Ele teve as contas desaprovadas pelo Tribunal de Contas do Estado (TCE/MT) devido a irregularidades graves e insanáveis, caracterizadas como ato doloso de improbidade administrativa (dano ao erário). Pela Lei Complementar 64/90, artigo 1º, inciso I, alínea G, este cenário dá causa a inelegibilidade do pré-candidato.
Conforme consta no documento fornecido pelo TCE/MT, as contas do pré-candidato Miguel Silva foram rejeitadas na Tomada de Contas Ordinária nº 27.557-8/2015 em consequência da realização de despesas com publicidade no âmbito da Câmara Municipal de Barra do Garças, enquanto gestor, no valor de R$ 115.654,78, sem amparo de documentação comprobatória da efetiva prestação dos serviços.

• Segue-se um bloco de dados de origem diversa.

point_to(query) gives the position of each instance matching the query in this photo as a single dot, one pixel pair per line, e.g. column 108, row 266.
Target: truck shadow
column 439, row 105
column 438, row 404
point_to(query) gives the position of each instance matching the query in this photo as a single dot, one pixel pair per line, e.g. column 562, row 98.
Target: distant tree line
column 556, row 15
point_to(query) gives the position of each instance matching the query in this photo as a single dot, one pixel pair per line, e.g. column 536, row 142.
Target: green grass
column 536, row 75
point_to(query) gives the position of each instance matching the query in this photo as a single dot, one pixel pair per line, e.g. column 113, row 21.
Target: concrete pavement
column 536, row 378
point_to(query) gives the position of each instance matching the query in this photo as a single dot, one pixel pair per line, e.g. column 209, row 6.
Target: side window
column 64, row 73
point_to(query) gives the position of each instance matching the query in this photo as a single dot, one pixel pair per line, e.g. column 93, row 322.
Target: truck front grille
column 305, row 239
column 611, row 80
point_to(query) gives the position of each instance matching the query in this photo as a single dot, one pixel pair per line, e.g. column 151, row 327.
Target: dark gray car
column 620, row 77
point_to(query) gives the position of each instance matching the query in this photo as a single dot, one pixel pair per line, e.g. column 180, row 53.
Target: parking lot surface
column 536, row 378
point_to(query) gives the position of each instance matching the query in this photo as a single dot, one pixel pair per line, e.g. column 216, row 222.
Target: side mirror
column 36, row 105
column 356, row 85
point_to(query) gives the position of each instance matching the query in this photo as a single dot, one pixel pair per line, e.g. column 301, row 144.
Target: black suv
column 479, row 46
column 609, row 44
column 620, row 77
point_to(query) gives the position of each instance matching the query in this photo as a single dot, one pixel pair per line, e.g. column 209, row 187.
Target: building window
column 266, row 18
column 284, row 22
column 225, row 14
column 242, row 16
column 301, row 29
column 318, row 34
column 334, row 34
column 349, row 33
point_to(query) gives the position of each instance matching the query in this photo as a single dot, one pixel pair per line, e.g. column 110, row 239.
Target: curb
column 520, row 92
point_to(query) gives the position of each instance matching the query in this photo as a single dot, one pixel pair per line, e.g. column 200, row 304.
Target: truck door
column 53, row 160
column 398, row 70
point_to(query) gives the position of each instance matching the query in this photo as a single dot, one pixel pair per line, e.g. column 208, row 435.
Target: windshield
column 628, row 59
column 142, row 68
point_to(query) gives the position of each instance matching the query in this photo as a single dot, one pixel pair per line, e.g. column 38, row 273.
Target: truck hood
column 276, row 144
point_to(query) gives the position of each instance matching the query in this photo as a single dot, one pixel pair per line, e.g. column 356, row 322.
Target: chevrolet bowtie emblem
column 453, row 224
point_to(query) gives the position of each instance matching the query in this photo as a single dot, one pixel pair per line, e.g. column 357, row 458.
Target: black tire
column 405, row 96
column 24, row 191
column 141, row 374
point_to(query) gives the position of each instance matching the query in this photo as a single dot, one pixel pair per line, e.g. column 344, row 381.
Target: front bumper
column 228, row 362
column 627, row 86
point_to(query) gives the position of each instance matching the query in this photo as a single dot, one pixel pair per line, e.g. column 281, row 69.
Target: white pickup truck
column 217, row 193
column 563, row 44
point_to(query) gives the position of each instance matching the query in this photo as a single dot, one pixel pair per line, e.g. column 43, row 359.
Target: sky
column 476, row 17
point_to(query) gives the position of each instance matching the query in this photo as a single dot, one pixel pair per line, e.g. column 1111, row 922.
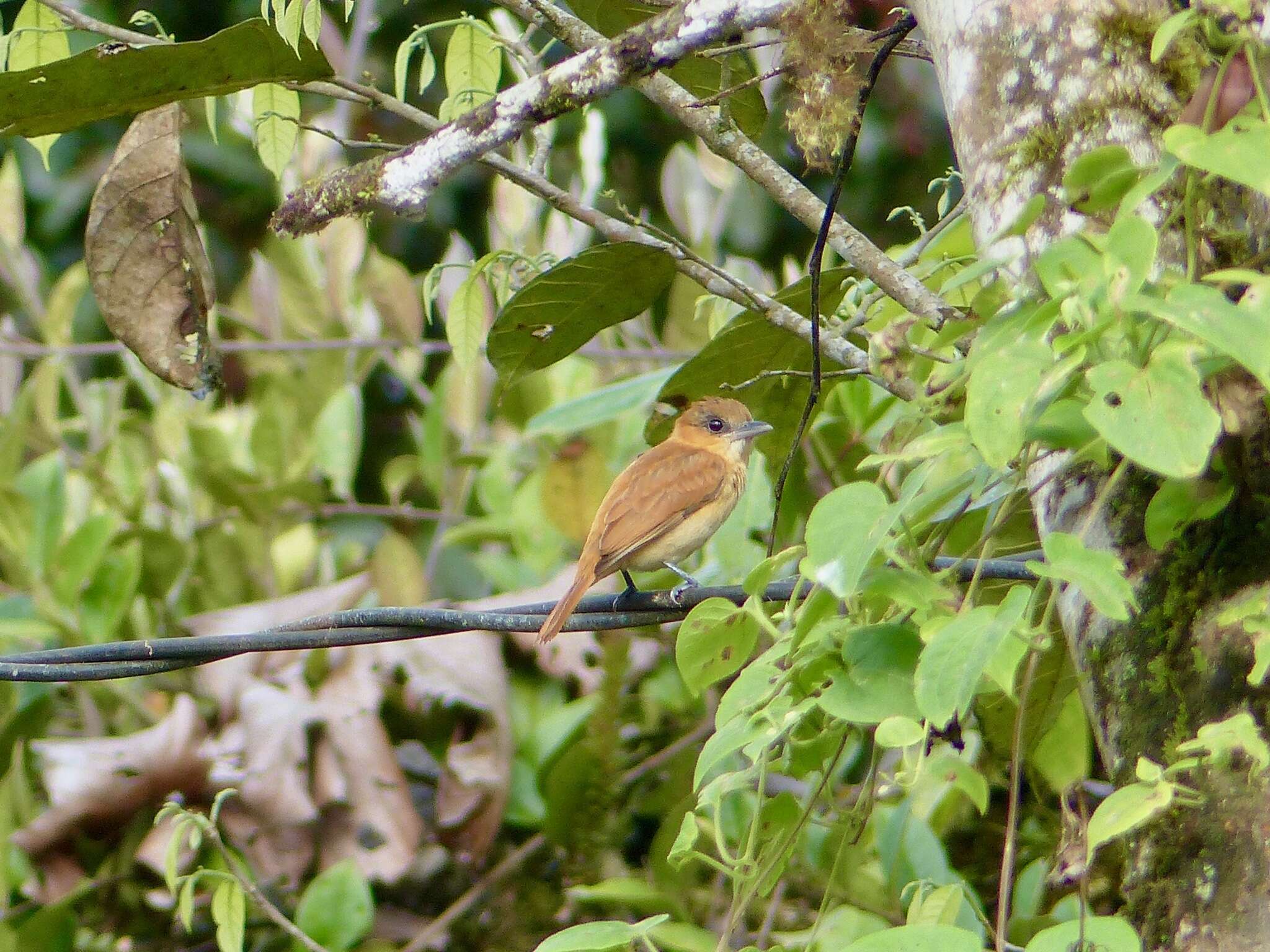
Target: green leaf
column 338, row 438
column 91, row 87
column 38, row 38
column 107, row 598
column 337, row 909
column 624, row 891
column 1126, row 810
column 918, row 938
column 1001, row 391
column 1236, row 734
column 566, row 306
column 843, row 534
column 465, row 320
column 43, row 484
column 683, row 937
column 685, row 840
column 1099, row 575
column 600, row 405
column 898, row 731
column 959, row 653
column 714, row 641
column 313, row 20
column 277, row 112
column 1105, row 933
column 956, row 771
column 229, row 913
column 878, row 681
column 598, row 936
column 1169, row 31
column 50, row 930
column 1241, row 332
column 701, row 76
column 81, row 555
column 1238, row 151
column 746, row 347
column 474, row 64
column 1157, row 415
column 1100, row 178
column 1179, row 503
column 1130, row 254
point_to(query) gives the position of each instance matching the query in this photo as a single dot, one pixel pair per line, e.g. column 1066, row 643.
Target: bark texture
column 1029, row 87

O TCE/MT chegou a determinar, ainda, que Silva restituísse aos cofres públicos municipais o valor de R$ 45.099,26, em decorrência do pagamento de despesas sem atesto nas notas fiscais e sem documentos comprobatórios da relação dos serviços prestados.
O que diz a lei:
Lei Complementar 64/1990 (redação da LC 135/2010):
Art. 1º São inelegíveis:
I - para qualquer cargo:
(...)
p) a pessoa física e os dirigentes de pessoas jurídicas responsáveis por doações eleitorais tidas por ilegais por decisão transitada em julgado ou proferida por órgão colegiado da Justiça Eleitoral, pelo prazo de 8 (oito) anos após a decisão, observando-se o procedimento previsto no art. 22.